Ridley Scott’s upcoming epic Gladiator II has already drawn the scorn of one leading historian.
The film, which stars Paul Mescal and Denzel Washington, is a sequel to the Oscar-winning Russell Crowe-led film from 2000.
The trailer features a number of dramatic sequences, including one scene in which the Colosseum in Rome is flooded and filled with sharks.
Dr Shadi Bartsch, a classics professor at the University of Chicago with degrees from Princeton, Harvard and UC Berkeley told The Hollywood Reporter the idea is “total Hollywood bulls***.”
“I don’t think Romans knew what a shark was,” added Dr Bartsch, although she did acknowledge that the Romans really did fill the Colosseum with water in order to hold naval battles in the arena.
Another scene, which sees rhinos charging into the Colosseum, is partially true.
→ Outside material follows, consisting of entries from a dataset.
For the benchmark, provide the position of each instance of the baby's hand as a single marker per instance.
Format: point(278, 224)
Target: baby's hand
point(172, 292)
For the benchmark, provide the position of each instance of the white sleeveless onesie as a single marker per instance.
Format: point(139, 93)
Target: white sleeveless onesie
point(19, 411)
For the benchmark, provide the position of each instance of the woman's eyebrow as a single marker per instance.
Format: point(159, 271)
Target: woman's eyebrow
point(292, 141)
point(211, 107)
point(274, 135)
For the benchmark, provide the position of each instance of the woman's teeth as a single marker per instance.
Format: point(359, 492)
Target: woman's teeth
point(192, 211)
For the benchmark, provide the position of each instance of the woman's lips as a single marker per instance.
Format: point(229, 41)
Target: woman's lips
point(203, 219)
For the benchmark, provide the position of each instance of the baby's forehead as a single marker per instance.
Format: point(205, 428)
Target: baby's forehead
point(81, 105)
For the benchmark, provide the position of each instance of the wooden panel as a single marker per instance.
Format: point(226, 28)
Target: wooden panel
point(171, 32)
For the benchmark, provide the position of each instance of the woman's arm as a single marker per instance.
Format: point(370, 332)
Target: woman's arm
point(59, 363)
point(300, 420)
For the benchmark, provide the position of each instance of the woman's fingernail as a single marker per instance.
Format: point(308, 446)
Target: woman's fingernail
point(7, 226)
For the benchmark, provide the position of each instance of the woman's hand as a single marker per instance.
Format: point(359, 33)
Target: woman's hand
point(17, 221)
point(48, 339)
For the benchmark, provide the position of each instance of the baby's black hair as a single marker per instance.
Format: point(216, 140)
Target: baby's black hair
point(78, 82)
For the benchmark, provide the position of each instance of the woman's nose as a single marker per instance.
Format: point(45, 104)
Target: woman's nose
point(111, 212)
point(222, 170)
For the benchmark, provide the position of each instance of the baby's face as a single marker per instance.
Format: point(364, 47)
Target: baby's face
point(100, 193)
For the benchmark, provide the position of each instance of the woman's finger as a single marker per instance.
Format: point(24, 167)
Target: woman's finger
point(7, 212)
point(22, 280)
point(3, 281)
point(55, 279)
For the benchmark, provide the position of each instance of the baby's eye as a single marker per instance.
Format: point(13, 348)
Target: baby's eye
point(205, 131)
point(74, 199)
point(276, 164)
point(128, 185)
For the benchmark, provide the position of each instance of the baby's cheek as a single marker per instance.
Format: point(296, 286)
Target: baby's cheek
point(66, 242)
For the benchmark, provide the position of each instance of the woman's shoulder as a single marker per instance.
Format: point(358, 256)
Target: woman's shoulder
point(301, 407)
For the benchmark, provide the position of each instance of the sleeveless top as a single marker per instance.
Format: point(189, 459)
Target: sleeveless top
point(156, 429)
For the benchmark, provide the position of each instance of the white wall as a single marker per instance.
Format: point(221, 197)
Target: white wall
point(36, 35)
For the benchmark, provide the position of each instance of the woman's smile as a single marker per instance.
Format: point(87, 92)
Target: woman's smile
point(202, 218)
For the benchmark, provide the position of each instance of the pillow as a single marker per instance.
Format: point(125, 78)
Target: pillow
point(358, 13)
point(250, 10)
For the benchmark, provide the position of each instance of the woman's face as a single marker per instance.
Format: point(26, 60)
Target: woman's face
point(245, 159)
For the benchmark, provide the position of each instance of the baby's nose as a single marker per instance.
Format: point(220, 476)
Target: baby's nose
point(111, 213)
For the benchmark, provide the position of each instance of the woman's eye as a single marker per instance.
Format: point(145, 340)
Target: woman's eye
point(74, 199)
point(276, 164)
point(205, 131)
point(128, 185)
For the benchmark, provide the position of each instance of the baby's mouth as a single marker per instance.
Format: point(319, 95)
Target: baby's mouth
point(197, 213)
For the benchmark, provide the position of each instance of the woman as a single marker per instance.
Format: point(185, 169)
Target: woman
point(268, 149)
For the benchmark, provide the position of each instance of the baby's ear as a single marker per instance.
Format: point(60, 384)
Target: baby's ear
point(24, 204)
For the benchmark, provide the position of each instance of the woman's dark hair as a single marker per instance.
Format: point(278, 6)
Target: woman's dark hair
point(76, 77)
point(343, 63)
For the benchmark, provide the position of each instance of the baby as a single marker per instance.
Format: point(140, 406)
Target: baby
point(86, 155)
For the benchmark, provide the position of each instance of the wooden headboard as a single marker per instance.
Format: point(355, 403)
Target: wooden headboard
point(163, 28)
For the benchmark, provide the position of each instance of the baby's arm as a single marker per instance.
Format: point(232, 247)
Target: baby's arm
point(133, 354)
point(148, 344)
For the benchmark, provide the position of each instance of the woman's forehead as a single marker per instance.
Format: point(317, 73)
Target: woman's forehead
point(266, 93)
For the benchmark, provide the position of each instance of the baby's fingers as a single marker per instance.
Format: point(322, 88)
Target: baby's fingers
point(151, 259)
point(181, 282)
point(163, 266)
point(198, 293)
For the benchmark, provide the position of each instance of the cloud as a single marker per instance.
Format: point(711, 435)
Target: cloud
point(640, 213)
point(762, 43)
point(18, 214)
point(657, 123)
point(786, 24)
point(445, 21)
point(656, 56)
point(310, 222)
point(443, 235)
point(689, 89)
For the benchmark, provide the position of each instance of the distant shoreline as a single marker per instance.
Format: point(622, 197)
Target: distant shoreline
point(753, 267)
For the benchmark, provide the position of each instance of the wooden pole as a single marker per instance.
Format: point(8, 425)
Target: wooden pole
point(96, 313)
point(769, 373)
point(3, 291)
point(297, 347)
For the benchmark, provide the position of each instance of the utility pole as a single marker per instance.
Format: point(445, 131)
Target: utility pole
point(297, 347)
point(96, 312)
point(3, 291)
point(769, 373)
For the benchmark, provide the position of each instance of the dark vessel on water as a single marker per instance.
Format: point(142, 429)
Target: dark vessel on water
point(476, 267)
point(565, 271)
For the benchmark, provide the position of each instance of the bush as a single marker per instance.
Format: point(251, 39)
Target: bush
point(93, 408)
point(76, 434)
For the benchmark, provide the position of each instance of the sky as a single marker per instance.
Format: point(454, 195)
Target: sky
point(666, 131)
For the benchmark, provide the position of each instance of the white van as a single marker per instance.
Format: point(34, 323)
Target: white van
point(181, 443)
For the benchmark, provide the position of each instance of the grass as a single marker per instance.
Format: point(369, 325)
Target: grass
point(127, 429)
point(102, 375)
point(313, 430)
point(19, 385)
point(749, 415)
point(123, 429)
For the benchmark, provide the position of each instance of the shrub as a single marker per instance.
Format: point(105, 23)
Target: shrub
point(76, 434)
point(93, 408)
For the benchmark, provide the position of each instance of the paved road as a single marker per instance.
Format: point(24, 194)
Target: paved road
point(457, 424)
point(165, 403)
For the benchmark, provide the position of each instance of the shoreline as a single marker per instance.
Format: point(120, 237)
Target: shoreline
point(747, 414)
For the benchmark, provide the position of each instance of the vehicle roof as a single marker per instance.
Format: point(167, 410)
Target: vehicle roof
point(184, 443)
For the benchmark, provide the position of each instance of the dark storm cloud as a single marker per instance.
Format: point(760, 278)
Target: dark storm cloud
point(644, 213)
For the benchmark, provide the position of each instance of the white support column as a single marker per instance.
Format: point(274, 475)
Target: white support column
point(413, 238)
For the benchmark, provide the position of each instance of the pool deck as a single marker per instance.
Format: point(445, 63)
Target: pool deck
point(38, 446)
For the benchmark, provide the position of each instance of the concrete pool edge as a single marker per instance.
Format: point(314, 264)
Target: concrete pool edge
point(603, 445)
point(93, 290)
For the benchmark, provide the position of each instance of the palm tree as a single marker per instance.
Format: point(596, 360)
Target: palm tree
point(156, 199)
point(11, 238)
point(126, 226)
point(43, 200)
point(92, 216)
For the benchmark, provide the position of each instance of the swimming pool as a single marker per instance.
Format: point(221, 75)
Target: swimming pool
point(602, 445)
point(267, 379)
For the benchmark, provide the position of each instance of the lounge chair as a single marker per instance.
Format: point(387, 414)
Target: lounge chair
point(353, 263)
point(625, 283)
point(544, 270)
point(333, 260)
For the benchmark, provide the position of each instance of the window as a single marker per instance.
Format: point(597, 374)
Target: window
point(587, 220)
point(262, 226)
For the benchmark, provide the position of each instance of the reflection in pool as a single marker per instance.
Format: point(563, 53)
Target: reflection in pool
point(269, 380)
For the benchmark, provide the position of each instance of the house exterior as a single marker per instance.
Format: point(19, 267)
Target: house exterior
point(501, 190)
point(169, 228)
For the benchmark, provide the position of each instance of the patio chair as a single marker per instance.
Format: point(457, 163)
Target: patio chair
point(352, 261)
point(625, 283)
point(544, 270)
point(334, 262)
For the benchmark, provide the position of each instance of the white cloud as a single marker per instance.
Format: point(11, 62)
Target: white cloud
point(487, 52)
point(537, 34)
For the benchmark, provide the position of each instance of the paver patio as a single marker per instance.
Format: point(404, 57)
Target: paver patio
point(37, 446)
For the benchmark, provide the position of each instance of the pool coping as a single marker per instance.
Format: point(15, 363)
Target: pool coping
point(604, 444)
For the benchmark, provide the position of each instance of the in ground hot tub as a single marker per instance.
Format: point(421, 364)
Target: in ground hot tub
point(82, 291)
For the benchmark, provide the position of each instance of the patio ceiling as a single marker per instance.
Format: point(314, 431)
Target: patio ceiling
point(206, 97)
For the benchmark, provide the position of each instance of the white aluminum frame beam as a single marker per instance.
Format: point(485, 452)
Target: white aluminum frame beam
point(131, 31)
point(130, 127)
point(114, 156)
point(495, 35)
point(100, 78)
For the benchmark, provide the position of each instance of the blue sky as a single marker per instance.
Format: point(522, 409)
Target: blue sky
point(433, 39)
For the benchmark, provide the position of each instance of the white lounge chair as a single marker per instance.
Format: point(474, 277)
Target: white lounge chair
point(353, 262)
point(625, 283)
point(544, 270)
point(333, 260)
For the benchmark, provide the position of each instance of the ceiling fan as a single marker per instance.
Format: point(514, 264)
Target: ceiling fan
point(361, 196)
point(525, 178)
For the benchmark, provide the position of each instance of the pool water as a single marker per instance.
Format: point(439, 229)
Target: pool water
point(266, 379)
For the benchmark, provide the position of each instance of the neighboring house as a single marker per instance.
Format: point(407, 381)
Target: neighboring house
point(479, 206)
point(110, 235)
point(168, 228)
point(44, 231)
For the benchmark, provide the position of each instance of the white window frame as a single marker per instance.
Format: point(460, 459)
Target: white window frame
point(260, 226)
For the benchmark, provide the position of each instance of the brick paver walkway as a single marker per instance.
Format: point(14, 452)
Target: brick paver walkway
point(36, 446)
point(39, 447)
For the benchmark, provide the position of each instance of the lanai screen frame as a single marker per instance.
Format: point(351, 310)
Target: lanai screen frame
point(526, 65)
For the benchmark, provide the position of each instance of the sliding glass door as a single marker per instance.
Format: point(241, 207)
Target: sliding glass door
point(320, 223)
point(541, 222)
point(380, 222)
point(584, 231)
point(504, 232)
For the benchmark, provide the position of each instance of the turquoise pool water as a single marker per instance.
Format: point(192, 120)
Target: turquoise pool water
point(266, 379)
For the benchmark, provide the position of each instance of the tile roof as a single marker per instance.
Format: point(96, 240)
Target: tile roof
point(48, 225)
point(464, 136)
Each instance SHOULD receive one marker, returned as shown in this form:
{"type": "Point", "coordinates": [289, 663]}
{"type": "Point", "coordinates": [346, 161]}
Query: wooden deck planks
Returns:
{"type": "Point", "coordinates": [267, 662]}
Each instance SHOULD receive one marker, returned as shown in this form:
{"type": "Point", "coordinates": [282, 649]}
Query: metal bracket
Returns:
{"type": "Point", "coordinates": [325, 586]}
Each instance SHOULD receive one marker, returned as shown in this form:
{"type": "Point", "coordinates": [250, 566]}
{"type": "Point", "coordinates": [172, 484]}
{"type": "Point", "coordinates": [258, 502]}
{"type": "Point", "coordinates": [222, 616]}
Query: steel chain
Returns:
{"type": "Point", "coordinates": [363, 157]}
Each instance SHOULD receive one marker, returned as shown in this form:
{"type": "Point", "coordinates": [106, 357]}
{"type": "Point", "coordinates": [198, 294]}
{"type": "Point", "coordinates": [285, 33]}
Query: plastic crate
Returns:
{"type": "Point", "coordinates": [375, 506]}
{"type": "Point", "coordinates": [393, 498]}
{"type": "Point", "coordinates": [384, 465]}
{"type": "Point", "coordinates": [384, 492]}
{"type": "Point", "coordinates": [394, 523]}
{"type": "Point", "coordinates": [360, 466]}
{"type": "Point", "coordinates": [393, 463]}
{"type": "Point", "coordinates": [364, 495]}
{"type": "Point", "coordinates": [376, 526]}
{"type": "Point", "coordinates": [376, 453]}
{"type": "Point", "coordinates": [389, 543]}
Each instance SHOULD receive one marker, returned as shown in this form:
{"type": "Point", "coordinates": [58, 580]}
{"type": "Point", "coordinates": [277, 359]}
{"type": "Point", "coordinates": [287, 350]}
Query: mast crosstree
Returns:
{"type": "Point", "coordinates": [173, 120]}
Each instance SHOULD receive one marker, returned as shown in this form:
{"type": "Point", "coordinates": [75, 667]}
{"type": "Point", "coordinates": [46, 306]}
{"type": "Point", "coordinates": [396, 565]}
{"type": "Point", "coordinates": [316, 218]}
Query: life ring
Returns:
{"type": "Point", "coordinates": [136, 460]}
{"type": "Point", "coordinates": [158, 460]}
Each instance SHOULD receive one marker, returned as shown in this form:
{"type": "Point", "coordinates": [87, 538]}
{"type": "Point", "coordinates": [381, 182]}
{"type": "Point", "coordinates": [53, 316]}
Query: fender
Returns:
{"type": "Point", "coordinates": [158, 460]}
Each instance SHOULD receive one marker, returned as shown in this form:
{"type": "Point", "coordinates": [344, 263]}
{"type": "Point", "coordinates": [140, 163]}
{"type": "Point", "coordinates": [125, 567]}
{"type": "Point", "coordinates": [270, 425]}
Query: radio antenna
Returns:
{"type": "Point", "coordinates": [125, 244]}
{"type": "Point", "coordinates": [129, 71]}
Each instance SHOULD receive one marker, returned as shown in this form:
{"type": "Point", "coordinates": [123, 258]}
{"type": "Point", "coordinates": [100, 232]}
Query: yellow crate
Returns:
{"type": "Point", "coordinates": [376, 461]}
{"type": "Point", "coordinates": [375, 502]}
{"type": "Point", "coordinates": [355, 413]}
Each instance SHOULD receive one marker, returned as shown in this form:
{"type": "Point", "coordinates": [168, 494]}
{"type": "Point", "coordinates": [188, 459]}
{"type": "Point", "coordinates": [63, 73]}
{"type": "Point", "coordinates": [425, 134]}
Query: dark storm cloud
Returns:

Dr Bartsch explained that the Roman poet Martial “wrote a poem in 80 AD about a rhinoceros tossing a bull up to the sky,” but it would have been a single-horned rhino, rather than the two-horn breed featured in the film, and there is no evidence that gladiators attempted to ride on their backs as the movie depicts.
A more blatant anachronism is the scene in which a Roman noble is depicted reading a morning newspaper while sipping tea in a cafe. The printing press would not be invented for another 1,200 years.
“They did have daily news – Acta Diuma – but it was carved and placed at certain locations,” explained Dr Bartsch. “You had to go to it, you couldn’t hold it at a cafe. Also, they didn’t have cafes!”
Scott has generally given such criticisms of his movies short shrift. When his biopic Napoleon was released last year, historian Dan Snow went viral with a TikTok video pointing out historical inaccuracies.
One of the issues Snow included was the idea that Napoleon “came from nothing,” as is quoted on the poster. “His dad was, in fact, an aristocrat,” Snow remarked.
He also pointed out that “Napoleon didn’t shoot at the pyramids” at the Battle of the Pyramids, and that, despite what’s shown in the teaser clip, Marie-Antoinette “famously had very cropped hair for the execution, and, hey, Napoleon wasn’t there.”
In a profile of Scott for The New Yorker, the matter of Snow’s criticisms was discussed. According to the publication, when Scott was asked for his view on Snow’s qualms with the trailer, his response was succinct and simple: “Get a life.”
Gladiator II arrives in cinemas on November 22.